The first detection of an atmosphere on a trans-Neptunian object beyond Pluto

TL;DR

This paper reports the first detection of an atmosphere around a trans-Neptunian object other than Pluto, revealing that smaller icy bodies can retain atmospheres, challenging previous assumptions.

Contribution

It provides the first evidence that a sub-1000 km TNO can have an atmosphere, expanding understanding of volatile retention in distant icy worlds.

Findings

Detected a thin atmosphere around (612533) 2002 XV93 via stellar occultation.

Surface pressure estimated at 100-200 nanobars, much lower than Pluto's.

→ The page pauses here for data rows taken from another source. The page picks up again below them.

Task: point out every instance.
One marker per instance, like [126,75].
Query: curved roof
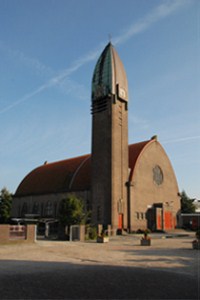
[67,175]
[109,76]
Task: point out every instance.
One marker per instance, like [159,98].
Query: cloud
[161,11]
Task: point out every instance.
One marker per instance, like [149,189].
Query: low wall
[10,233]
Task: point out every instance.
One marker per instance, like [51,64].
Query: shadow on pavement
[56,280]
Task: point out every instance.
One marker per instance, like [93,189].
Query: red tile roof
[67,175]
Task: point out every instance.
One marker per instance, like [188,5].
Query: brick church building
[129,187]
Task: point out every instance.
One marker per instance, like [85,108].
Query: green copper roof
[109,76]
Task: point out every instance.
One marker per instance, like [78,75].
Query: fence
[10,233]
[17,232]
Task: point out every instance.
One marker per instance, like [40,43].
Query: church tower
[109,141]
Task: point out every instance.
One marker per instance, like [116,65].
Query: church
[127,187]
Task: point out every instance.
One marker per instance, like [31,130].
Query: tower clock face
[157,175]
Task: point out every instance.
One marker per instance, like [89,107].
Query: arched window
[24,209]
[35,209]
[49,209]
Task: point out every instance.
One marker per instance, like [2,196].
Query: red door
[168,220]
[120,221]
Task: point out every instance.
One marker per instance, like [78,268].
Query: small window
[35,209]
[24,209]
[49,209]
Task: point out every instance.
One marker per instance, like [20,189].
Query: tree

Shows that smaller TNOs can retain atmospheres, suggesting ongoing cryovolcanic activity or recent impacts.

Abstract

Trans-Neptunian objects (TNOs) in the outer Solar System are predominantly small, icy worlds long presumed to be atmosphereless except for the largest bodies. Until now, Pluto has been unique among TNOs in exhibiting a substantial atmosphere (nitrogen with trace methane and carbon monoxide) at microbar pressure levels. All other known TNOs, including ~ 1000-km-sized bodies such as Eris, Haumea, Makemake, and Quaoar, have shown no detectable atmospheres in stellar occultation observations, with surface pressure upper limits of order 1-100 nanobars. Here we report the first detection of an atmosphere around a TNO besides Pluto. A stellar occultation by the ~ 250-km-radius plutino (612533) 2002 XV93 on 10 January 2024 revealed a refractive signature, indicating the presence of a thin atmosphere. The derived surface pressure is 100-200 nanobars, i.e. approximately a hundred times lower than Pluto's and yet significantly above previous limits for other larger bodies. This discovery provides the first evidence that even a sub-1000-km TNO can retain an atmosphere, challenging current paradigms of volatile retention. Our findings indicate that a fraction of distant icy minor planets can exhibit atmospheres possibly caused by ongoing cryovolcanic activity or a recent impact event of a small icy object.